Casgevy must be administered at an authorized treatment center (ATC) with appropriate expertise in stem cell transplants. Vertex is working with hospitals across Europe to broaden the ATC network and plans to have a total of 25 centers in the region; three are now active.

“Sickle cell disease and transfusion-dependent beta thalassemia are debilitating, life-shortening diseases associated with significant burden on patients, families and health care systems,” said Franco Locatelli, MD, PhD, the principal investigator of the clinical trials backing the regulatory approvals.

“Casgevy offers the potential of a functional cure, and it will be important to offer this therapeutic option to eligible patients as soon as possible,” added Locatelli, who also is a professor at the Catholic University of the Sacred Heart and a physician at the Bambino Gesù Children’s Hospital, both in Rome.

SCD is characterized by the production of a faulty version of hemoglobin — the protein in red blood cells responsible for carrying oxygen — that causes red blood cells to take on a sickle-like shape and clump up.

Consequently, blood vessels can become blocked and oxygen transport to tissues is compromised, leading to painful VOCs. TDT is a related condition in which there is a lack of hemoglobin production.

A one-time treatment, Casgevy uses CRISPR/Cas9 gene-editing technology to boost the production of fetal hemoglobin, a version of hemoglobin that’s produced during fetal development, but is normally suppressed sometime after birth.

Increases in fetal hemoglobin production are expected to prevent red blood cells from sickling, thereby easing VOCs for SCD patients.

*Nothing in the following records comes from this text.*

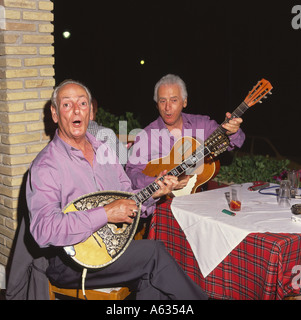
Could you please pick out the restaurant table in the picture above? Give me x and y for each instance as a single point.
(259, 267)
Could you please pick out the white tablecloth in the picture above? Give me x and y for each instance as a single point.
(212, 234)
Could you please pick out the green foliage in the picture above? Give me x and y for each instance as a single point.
(111, 121)
(252, 168)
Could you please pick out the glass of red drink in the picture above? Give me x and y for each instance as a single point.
(235, 197)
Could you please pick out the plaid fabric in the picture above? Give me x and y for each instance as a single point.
(259, 268)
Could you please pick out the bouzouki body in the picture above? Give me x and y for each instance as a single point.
(188, 156)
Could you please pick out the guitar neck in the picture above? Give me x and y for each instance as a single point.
(237, 113)
(200, 153)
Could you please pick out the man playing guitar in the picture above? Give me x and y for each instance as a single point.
(158, 138)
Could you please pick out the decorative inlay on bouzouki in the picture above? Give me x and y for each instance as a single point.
(108, 243)
(187, 145)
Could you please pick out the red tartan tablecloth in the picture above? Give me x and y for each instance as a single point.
(260, 267)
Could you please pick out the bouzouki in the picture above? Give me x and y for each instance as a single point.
(186, 146)
(107, 244)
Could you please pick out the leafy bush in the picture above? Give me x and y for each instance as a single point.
(252, 168)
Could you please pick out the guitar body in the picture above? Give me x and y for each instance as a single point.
(182, 149)
(109, 242)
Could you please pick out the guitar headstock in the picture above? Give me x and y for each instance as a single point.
(259, 92)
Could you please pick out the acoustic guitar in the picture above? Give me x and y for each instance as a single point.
(107, 244)
(185, 146)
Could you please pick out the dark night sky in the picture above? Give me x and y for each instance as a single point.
(219, 48)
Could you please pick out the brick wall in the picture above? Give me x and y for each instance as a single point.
(26, 84)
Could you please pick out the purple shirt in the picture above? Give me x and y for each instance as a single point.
(60, 174)
(155, 141)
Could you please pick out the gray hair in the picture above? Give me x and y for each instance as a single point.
(171, 79)
(61, 85)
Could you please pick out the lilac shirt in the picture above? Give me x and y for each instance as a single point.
(60, 174)
(155, 141)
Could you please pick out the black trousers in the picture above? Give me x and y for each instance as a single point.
(145, 267)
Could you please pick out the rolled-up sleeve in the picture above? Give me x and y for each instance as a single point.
(48, 224)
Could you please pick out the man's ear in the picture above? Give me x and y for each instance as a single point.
(54, 115)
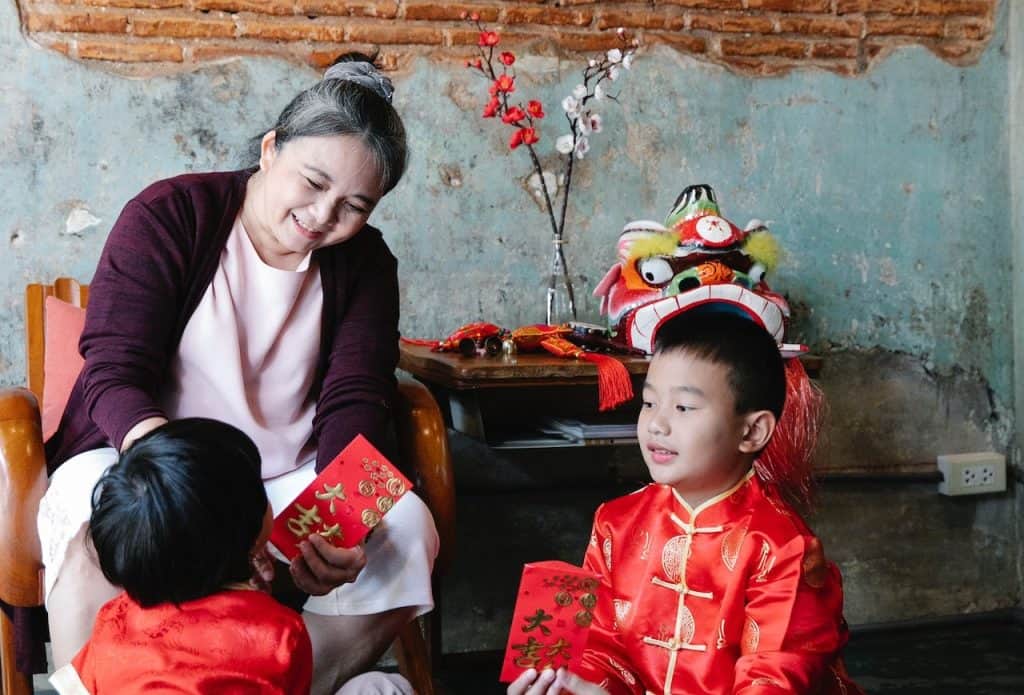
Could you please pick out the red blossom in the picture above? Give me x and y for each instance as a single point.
(492, 107)
(523, 136)
(514, 115)
(504, 83)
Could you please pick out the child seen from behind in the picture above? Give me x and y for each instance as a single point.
(175, 522)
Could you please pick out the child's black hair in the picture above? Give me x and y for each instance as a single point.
(176, 517)
(757, 375)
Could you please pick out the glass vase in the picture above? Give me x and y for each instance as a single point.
(560, 304)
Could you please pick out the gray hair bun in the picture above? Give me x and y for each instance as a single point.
(364, 74)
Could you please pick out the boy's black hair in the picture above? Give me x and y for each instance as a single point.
(176, 517)
(722, 336)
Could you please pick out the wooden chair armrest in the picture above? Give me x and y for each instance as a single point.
(23, 482)
(409, 651)
(423, 440)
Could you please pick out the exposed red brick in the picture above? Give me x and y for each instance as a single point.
(464, 37)
(306, 30)
(58, 46)
(386, 9)
(140, 4)
(706, 4)
(983, 7)
(448, 11)
(955, 50)
(182, 27)
(878, 26)
(612, 18)
(737, 24)
(394, 34)
(791, 5)
(969, 29)
(86, 22)
(683, 42)
(763, 45)
(548, 15)
(590, 41)
(878, 6)
(124, 51)
(835, 49)
(820, 26)
(279, 7)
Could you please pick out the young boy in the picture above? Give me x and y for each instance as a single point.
(712, 582)
(175, 522)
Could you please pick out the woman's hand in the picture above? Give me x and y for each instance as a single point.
(551, 683)
(322, 567)
(262, 569)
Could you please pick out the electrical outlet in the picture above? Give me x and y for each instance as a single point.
(972, 473)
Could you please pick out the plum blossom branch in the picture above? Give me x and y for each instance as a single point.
(579, 107)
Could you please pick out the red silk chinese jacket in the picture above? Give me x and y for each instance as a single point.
(231, 642)
(732, 597)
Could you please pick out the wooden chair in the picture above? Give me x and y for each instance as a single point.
(422, 440)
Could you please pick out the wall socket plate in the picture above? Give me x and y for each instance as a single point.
(977, 473)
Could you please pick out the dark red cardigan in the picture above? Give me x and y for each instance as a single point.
(157, 263)
(160, 258)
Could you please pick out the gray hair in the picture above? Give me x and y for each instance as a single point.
(353, 98)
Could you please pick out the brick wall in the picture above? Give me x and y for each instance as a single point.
(757, 37)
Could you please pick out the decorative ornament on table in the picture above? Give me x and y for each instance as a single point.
(698, 260)
(614, 385)
(584, 123)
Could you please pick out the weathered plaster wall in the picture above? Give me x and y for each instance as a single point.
(891, 191)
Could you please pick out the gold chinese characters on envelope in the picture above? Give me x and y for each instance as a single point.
(345, 502)
(552, 617)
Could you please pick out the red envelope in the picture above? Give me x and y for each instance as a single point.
(552, 617)
(347, 500)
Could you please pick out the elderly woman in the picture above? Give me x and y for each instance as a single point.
(261, 298)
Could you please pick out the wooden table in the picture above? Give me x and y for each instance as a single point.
(504, 400)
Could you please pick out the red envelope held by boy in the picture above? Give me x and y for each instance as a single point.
(552, 617)
(345, 502)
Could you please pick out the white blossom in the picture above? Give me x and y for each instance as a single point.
(583, 146)
(564, 143)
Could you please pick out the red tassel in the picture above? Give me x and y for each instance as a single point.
(420, 341)
(787, 458)
(613, 384)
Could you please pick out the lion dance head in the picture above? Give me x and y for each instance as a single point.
(696, 258)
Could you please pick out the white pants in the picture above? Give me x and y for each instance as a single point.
(400, 552)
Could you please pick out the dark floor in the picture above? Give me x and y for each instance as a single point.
(983, 657)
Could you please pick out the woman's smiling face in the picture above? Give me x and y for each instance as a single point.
(309, 193)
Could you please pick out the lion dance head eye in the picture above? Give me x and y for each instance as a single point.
(655, 270)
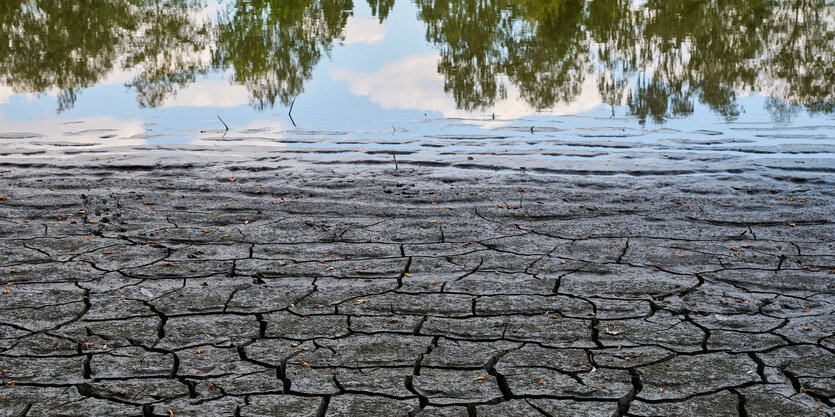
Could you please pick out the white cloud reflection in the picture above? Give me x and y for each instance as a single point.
(414, 83)
(210, 94)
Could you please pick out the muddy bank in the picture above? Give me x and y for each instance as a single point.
(273, 287)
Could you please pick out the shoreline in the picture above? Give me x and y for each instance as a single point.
(266, 288)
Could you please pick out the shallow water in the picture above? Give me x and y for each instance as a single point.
(565, 86)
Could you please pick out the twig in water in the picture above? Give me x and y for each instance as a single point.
(224, 123)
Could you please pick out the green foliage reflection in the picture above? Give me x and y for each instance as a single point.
(658, 59)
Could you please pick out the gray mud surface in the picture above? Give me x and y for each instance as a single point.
(165, 288)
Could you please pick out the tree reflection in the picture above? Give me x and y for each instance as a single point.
(658, 58)
(272, 46)
(68, 46)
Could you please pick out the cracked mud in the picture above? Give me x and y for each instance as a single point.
(148, 289)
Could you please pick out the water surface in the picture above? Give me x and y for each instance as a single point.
(585, 86)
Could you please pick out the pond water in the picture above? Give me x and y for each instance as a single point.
(592, 86)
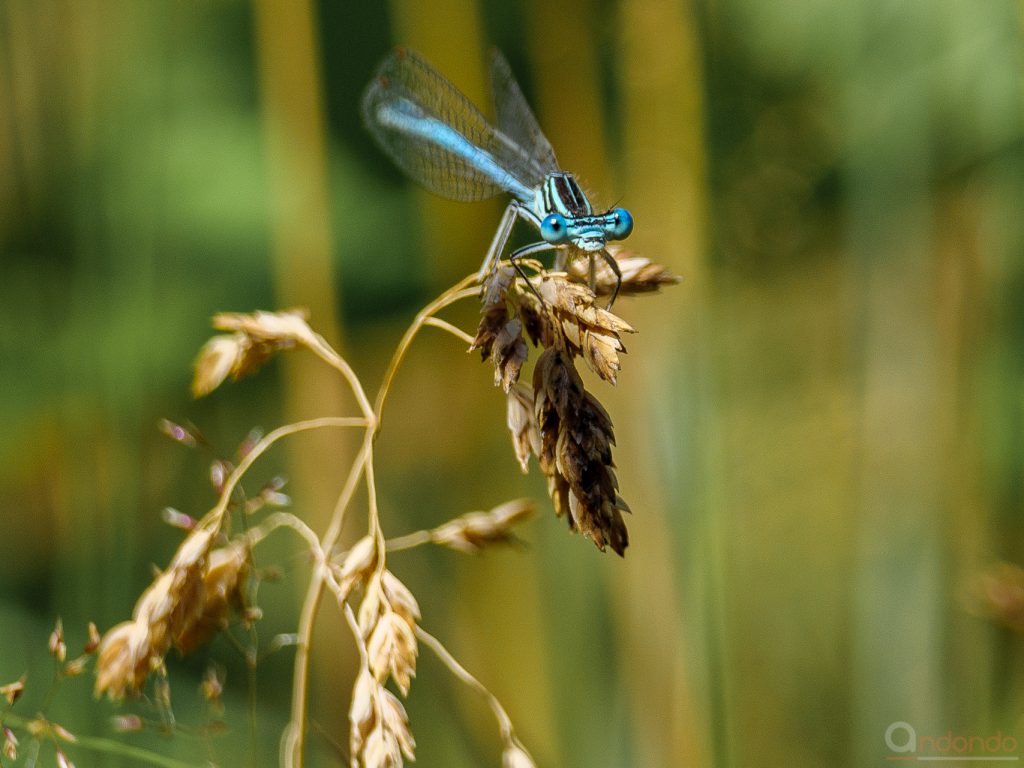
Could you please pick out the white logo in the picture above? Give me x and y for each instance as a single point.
(910, 744)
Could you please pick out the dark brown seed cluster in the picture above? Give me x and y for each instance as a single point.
(557, 419)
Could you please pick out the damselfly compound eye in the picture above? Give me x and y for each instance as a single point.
(622, 224)
(554, 230)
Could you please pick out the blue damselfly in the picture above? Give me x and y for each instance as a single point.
(438, 137)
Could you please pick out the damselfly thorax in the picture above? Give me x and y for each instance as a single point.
(436, 135)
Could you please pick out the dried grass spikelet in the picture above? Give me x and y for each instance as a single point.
(499, 335)
(379, 726)
(640, 274)
(522, 425)
(183, 606)
(576, 453)
(472, 531)
(387, 623)
(223, 591)
(358, 563)
(557, 420)
(254, 339)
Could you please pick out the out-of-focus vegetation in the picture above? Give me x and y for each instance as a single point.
(820, 430)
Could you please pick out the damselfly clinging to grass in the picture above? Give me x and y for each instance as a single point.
(436, 135)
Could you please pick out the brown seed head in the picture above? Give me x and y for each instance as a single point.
(576, 453)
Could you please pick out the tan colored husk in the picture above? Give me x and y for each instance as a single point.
(256, 338)
(183, 607)
(522, 424)
(472, 531)
(387, 624)
(379, 735)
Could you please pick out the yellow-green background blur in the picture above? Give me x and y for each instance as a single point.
(820, 429)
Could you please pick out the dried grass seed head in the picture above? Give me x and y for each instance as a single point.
(387, 623)
(576, 453)
(522, 424)
(471, 532)
(255, 338)
(379, 735)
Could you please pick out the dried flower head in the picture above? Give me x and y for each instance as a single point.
(522, 424)
(473, 531)
(379, 726)
(359, 561)
(223, 591)
(557, 420)
(387, 624)
(183, 606)
(254, 340)
(9, 743)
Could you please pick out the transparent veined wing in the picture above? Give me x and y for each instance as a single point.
(516, 120)
(438, 137)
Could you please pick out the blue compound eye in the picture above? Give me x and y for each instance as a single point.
(622, 224)
(554, 229)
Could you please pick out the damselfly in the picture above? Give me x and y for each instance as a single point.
(435, 135)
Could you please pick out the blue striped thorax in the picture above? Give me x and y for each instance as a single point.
(433, 133)
(567, 217)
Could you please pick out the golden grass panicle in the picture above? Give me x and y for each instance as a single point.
(254, 339)
(9, 743)
(183, 607)
(472, 531)
(223, 592)
(387, 624)
(640, 274)
(522, 424)
(379, 735)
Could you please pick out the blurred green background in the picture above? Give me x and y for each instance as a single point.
(820, 430)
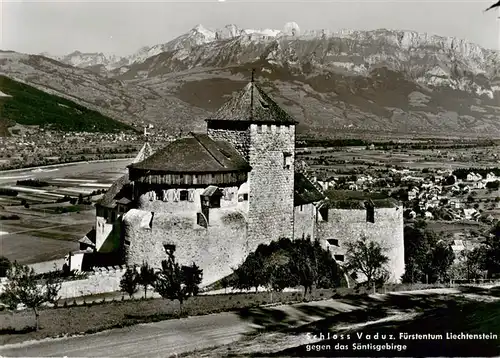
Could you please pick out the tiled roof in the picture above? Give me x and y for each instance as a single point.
(88, 239)
(305, 191)
(253, 105)
(144, 153)
(124, 201)
(195, 154)
(211, 190)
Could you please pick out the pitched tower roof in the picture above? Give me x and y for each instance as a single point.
(252, 105)
(197, 153)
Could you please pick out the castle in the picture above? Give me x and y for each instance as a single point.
(216, 196)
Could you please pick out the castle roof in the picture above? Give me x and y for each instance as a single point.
(351, 199)
(252, 105)
(195, 154)
(305, 192)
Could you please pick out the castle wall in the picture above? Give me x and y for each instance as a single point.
(216, 249)
(348, 225)
(304, 221)
(271, 184)
(168, 201)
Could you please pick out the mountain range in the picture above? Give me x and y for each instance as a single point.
(379, 81)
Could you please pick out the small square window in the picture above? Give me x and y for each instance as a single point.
(333, 242)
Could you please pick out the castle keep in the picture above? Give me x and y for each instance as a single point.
(216, 196)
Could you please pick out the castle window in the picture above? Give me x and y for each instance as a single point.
(333, 242)
(184, 194)
(201, 220)
(370, 212)
(324, 213)
(215, 201)
(287, 160)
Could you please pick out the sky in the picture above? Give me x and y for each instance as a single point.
(122, 27)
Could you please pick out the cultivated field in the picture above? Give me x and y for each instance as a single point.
(329, 161)
(46, 230)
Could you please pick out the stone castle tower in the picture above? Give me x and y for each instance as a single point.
(264, 135)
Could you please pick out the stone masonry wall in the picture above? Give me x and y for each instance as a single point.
(147, 202)
(348, 225)
(106, 279)
(102, 231)
(271, 185)
(216, 249)
(304, 221)
(239, 139)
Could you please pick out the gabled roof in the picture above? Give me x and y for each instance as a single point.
(252, 105)
(195, 154)
(211, 191)
(124, 201)
(88, 239)
(305, 191)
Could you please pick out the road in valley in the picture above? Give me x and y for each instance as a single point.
(167, 338)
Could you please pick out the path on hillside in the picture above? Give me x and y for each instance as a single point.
(166, 338)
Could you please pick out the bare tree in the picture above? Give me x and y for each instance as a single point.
(24, 288)
(368, 258)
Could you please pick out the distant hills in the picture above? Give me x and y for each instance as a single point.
(385, 81)
(23, 104)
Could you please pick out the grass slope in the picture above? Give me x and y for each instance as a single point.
(30, 106)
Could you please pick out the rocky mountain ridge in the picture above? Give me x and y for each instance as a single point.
(381, 80)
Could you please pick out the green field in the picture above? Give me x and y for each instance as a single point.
(30, 106)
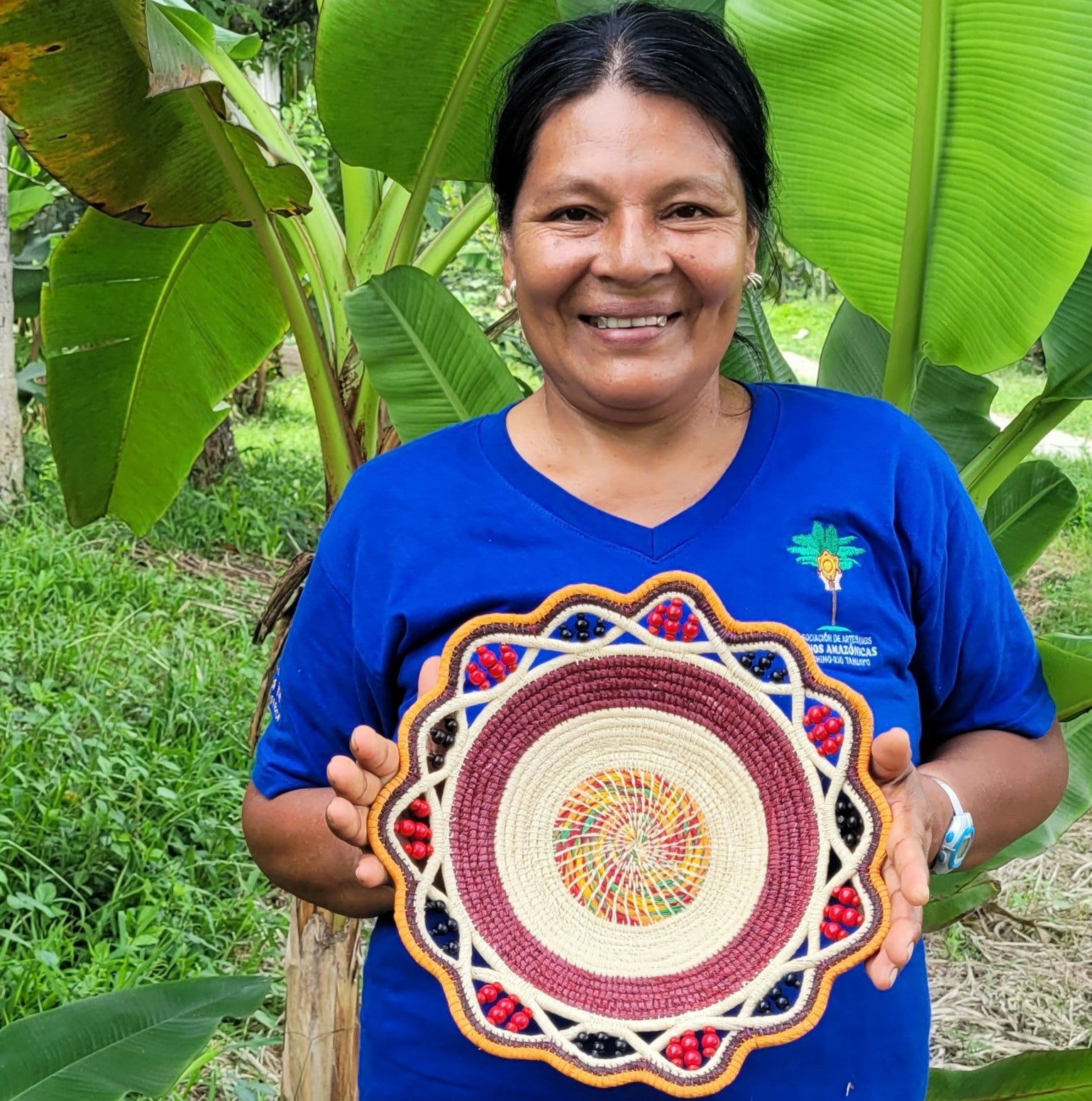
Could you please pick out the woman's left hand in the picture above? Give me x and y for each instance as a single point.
(910, 850)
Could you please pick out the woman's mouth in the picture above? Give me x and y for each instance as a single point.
(600, 321)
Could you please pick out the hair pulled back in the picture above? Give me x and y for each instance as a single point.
(646, 49)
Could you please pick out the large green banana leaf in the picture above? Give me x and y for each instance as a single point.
(145, 333)
(1026, 512)
(1067, 664)
(1012, 211)
(1035, 1076)
(425, 355)
(131, 1041)
(952, 405)
(753, 355)
(399, 83)
(1074, 804)
(1068, 341)
(75, 77)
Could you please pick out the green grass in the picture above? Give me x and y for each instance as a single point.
(800, 325)
(126, 696)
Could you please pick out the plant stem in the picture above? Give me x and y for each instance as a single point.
(445, 245)
(341, 448)
(986, 472)
(409, 233)
(910, 297)
(363, 193)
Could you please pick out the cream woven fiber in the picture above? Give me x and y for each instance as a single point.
(640, 741)
(685, 754)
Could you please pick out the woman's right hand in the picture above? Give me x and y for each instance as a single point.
(358, 780)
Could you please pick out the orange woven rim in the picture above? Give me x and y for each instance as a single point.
(434, 828)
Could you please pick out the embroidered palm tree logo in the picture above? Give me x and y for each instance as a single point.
(832, 555)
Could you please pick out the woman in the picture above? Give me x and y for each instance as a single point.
(632, 179)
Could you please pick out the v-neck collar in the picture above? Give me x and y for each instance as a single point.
(652, 542)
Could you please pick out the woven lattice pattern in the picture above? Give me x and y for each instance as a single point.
(652, 839)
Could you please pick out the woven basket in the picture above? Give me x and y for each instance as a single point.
(633, 837)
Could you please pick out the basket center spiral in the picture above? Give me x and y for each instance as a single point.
(631, 847)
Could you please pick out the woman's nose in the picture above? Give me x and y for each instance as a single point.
(630, 249)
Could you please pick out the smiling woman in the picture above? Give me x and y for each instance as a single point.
(633, 179)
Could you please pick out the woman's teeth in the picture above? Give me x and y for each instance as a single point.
(628, 323)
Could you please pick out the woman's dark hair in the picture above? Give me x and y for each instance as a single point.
(648, 49)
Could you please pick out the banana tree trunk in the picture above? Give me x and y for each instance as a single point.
(11, 422)
(321, 1039)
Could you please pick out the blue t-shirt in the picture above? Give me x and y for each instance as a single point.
(925, 626)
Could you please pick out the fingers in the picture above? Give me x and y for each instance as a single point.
(904, 934)
(370, 872)
(890, 756)
(347, 821)
(375, 753)
(429, 676)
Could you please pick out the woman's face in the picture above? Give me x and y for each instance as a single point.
(631, 209)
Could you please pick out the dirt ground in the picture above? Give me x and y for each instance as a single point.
(1016, 975)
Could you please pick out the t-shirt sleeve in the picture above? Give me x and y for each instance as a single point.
(976, 662)
(319, 692)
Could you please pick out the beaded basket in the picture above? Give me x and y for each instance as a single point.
(634, 837)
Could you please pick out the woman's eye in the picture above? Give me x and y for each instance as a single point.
(689, 211)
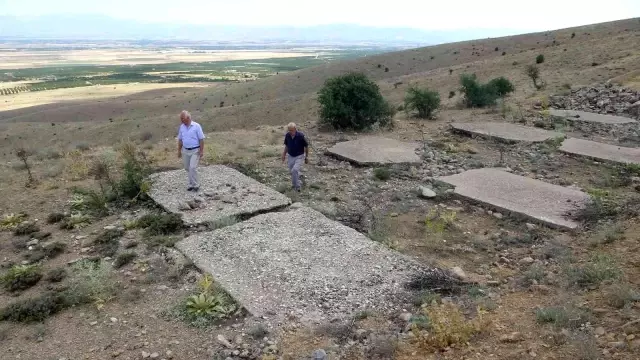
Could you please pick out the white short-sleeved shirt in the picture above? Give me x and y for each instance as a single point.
(191, 135)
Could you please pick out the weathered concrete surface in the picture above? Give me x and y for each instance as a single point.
(224, 192)
(600, 151)
(375, 150)
(300, 262)
(536, 200)
(507, 131)
(590, 117)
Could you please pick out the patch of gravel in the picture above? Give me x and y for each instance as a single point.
(300, 263)
(224, 193)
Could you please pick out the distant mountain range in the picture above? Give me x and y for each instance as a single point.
(98, 27)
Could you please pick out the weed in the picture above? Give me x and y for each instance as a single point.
(124, 259)
(160, 224)
(222, 222)
(55, 218)
(56, 275)
(620, 295)
(448, 326)
(599, 268)
(26, 229)
(21, 277)
(11, 221)
(258, 332)
(562, 316)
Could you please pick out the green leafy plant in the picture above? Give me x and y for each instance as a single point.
(425, 101)
(352, 101)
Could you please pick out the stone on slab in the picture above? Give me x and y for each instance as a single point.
(231, 194)
(577, 115)
(302, 263)
(507, 131)
(600, 151)
(375, 150)
(533, 199)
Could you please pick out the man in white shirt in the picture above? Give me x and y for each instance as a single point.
(190, 147)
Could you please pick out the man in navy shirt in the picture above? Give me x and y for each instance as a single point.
(296, 146)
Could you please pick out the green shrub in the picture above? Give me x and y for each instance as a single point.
(481, 95)
(424, 101)
(21, 277)
(502, 86)
(354, 102)
(124, 259)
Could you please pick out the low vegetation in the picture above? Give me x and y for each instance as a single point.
(425, 101)
(353, 102)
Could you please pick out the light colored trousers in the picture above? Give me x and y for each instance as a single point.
(295, 164)
(190, 159)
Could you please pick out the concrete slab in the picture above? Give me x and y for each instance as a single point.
(533, 199)
(375, 150)
(224, 192)
(507, 131)
(577, 115)
(600, 151)
(299, 262)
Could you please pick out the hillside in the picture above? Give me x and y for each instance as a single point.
(525, 287)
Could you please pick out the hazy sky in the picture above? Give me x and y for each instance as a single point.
(424, 14)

Casgevy offers the potential of a functional cure, and it will be important to offer this therapeutic option to eligible patients as soon as possible.

A European Medicines Agency committee issued a positive opinion on Casgevy for the treatment of SCD and TDT in December. It was backed largely by findings from the Phase 2/3 CLIMB-121 clinical trial (NCT03745287), where nearly all treated SCD patients remained free of severe VOCs and hospital admissions for at least 12 consecutive months, or longer than one year.

A similarly designed trial, CLIMB–111 (NCT03655678), demonstrated clinical benefits in TDT patients.

The conditional approval from the European Commission means that Vertex can market Casgevy based on preliminary clinical evidence of its effectiveness, but more data will be needed for it to remain on the market.

Such approvals are granted for medications that fulfill a significant and unmet medical need for serious diseases. They’re valid for one year and are annually renewable pending regulatory review of new clinical data. With sufficient clinical evidence, the company can eventually apply for full approval.

Ongoing studies will contribute to the body of data supporting Casgevy. Patients involved in CLIMB-121, CLIMB-111, or other previous clinical trials are continuing to be monitored for up to 15 years in the ongoing CLIMB-131 extension study (NCT04208529), which is slated to run through 2039.